その時、強く北風が吹いたから、パーカーのポケットに繋いだ手を強引に突っ込む。そしたら、「あったけぇ」なんて笑ってた。
「なぁ、なんでさ、全部覚えてないとか嘘ついたの?」
「…………」
「なんで?」
繋いだ手をブンブン振り回しながらか顔を覗き込めば、恥ずかしいのか俺の肩に顔を埋めた。
「お願い、教えて?」
優しく碧の頭を撫でてやる。
「俺さ、ずっとずっと前から、桔平が好きだったんだよ」
春風を含んだ風が、碧の前髪を揺らした。
「へ?」
「気付かなかったでしょ?もう長いこと隠してきたから。友達を演じるのも慣れっ子で……」
碧が寂しそうに笑う。
「あの晩、酒に酔った勢いでもいい。桔平の一瞬の気の迷いでもいい。たった一度だけでいいから、俺は桔平に抱かれたいって思った」
「……碧……」
「あの幸せな時間を思い出にして、これからも桔平の傍にいようって、心に決めたんだよ」
俺を見る碧の目から、見る見るうちに涙が溢れてきたから、唇でその涙を掬ってやる。
「あの晩のことを覚えてることで、桔平との関係が壊れるのが怖かった。嫌われるのも怖かった。桔平の傍にいられなくなるくらいだったら、覚えてないって嘘をつき通したかった」
「わかった。わかったよ」
「嘘ついてごめん」
「大丈夫。それよりさ……」
ずっとずっと、好きでいてくれてありがとう。
愛しくて仕方ない。
大好きで仕方ない。
心が甘く、切なく震えて仕方ないんだ。
「なぁ、影踏みしながら帰ろう?」
「影踏み?」
「そう影踏み!碧が鬼ね!」
「え、いきなり!?」
さっきまでは、俺が碧の影を追いかけてたから、今度は碧が俺を追いかけて?
だって、俺ばっかり碧のことが好きみたいで、なんか平等じゃない気がするから。
ずっと日陰に隠れていた碧の影を踏めた。これからは、もう日陰に隠れることなんてないんだよ?

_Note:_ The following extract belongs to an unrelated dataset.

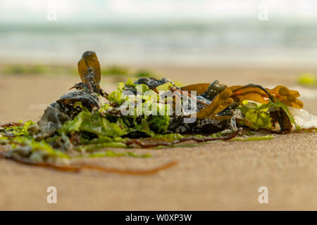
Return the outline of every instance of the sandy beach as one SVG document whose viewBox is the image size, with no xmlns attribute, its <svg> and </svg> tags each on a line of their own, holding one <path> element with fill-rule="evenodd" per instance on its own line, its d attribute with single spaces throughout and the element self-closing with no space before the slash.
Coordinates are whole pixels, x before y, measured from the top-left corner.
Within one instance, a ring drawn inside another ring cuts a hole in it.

俺がお前のお日様になって、優しく優しく照らし続けるから。
「碧、俺のこと好き?」
「うん、大好き」
照れ臭そうにはにかむ碧は、本当に可愛い。
「ヤベ、勃ちそう……」
「桔平、お前……何言って……」
顔を真っ赤にして目を見開く碧が可笑しくて、腹を抱えて笑ってしまった。
「帰ったら、しよ……?」
突然投下された爆弾に、俺の鼓動はどんどん高鳴っていった。
下心ダダ漏れのまま、呆然と碧を見つめてたら、
「桔平の影踏~んだ!今度は桔平が鬼ね!」
そう言うなり、碧が勢いよく走り出す。
また、碧の影を追いかけることになっちゃった。
でも、まぁ……それも悪くないか。
だって、俺は今、こんなにも幸せなんだから。
俺はこれからも、碧の影を追いかけよう。
ずっと一緒だった俺達の、新しい恋物語の為に。